What Is Wine Aging?

by Brewsy Recipe Team
wed, sep 21, 22

Since wine was invented or discovered, it has been a common practice to allow wines to age, that is leaving it alone for a period whether it be a matter of days to years at a time, but should wine be aged? Are there any benefits to aging wine?

 

You have probably heard the phrase "aged like fine wine" meaning that something or someone became better over time, and while the reference is clear, it is a comparison to wine that does, indeed, become better with age. However, this does not apply to all kinds of wines. Some wines require no aging, i.e.: best consumed immediately, and others can be aged for years.

 

To rephrase that previous part, and to provide a bit more technically correctness, aging in and of itself does not inherently improve a wine; aging simply changes a wine.

 

Some wines, especially cheap ones and certain grape varietals gain no advantage from aging. The lower the pH level of a wine, the better its aging potential. On top of that, red wines typically have higher a likelihood of being aged due to the naturally complex flavors it possesses.

 

In general, wines can be split into two groups; one with little to no aging potential, and another with good aging potential. For the former, examples include rosés and blush wines such as White Zinfandel, as well as Vermouth. Examples for the latter include wines such as Chardonnay, Pinot noir, and Merlot.

 

So what are the factors that determine if a wine can be aged? There are a number of variables that can decide this including wine constituents, storing, and bottling factors.

 

For the constituents, the ratio of sugar, acid, and phenolics to water play a role.

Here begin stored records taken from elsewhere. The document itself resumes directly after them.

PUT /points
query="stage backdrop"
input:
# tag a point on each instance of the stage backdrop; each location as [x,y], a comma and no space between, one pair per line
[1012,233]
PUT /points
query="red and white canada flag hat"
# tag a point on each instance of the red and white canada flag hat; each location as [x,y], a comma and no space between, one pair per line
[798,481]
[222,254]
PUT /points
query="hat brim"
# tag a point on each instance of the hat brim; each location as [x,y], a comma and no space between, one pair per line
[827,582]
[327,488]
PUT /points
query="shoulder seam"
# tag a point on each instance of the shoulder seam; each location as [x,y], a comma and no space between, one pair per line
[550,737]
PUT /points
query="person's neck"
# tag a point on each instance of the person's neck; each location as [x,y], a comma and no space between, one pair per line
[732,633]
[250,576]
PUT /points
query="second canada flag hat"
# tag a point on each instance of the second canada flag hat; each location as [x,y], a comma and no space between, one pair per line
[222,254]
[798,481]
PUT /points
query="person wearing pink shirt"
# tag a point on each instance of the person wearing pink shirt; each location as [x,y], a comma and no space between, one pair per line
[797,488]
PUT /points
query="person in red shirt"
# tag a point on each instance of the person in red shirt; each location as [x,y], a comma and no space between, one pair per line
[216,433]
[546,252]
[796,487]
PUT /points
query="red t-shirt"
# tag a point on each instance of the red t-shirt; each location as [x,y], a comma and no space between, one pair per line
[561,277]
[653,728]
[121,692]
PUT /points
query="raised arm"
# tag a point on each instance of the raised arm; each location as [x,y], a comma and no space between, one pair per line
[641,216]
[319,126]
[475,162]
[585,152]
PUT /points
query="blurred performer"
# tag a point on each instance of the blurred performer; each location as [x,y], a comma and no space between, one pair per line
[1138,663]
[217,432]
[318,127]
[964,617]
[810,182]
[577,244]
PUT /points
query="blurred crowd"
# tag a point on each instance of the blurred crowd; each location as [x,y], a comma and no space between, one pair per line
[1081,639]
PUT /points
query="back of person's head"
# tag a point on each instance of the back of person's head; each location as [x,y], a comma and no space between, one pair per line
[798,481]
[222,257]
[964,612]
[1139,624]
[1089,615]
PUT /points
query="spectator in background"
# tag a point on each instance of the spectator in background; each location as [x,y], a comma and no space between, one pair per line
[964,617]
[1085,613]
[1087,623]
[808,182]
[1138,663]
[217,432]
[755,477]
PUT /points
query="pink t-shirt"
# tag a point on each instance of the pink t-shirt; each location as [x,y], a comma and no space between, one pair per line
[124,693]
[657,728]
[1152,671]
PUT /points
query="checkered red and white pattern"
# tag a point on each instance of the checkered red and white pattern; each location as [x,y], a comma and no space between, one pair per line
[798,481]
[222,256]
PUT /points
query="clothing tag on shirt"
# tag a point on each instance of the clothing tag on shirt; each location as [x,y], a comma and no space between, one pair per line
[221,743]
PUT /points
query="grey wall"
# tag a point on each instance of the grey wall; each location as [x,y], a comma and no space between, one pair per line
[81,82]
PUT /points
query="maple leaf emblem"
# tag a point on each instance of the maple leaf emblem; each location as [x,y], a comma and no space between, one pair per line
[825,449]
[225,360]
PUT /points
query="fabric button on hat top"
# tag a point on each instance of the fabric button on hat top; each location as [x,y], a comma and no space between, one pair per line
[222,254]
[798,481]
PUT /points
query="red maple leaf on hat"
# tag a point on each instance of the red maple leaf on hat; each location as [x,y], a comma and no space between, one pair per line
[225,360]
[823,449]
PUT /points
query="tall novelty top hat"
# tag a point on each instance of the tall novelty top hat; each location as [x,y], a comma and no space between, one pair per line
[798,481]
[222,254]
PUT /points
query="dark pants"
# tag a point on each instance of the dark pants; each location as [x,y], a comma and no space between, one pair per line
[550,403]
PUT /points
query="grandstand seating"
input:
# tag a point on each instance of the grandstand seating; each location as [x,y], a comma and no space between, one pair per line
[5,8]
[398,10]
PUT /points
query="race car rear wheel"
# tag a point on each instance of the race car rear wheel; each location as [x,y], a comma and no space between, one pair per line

The less water the grape naturally contains, the better its potential for aging will be, with terroir determining these things in the grapes. Since ice wine basically has a lot of water removed due to the freezing, this makes it a good example of a wine with great aging potential.

 

For storage factors, there are a couple here: bottle-shock and cork taint. Bottle-shock is when the wine has been "traumatized" because of the bottling experience. If exposed to too much oxygen, it starts a chain reaction of chemical reactions. This period of trauma as well as the time needed for the wine to settle back down. Flavors during this period can be drastically different from before it was bottled, but it is just a temporary condition.

 

Cork taint is the transfer of off-flavors from the cork to the wine, sometimes development of cork taint stems from the growing conditions of the cork itself, to the processing of cork to stopper, and even molds that had been growing on the cork prior to harvesting it.

 

Overall, the changes attributed to aging have quite a range. For one, the inherent acidity of certain wines can diminish over time replacing the harshness found with a softer mouthfeel, and the lingering finish of a wine can remain for longer. As chemical reactions happen over time, wine bouquets can become more pronounced, and develop different layers of aromas.

 

So if you think the wine you just made smells or tastes off, give it time, and let it age like a fine wine.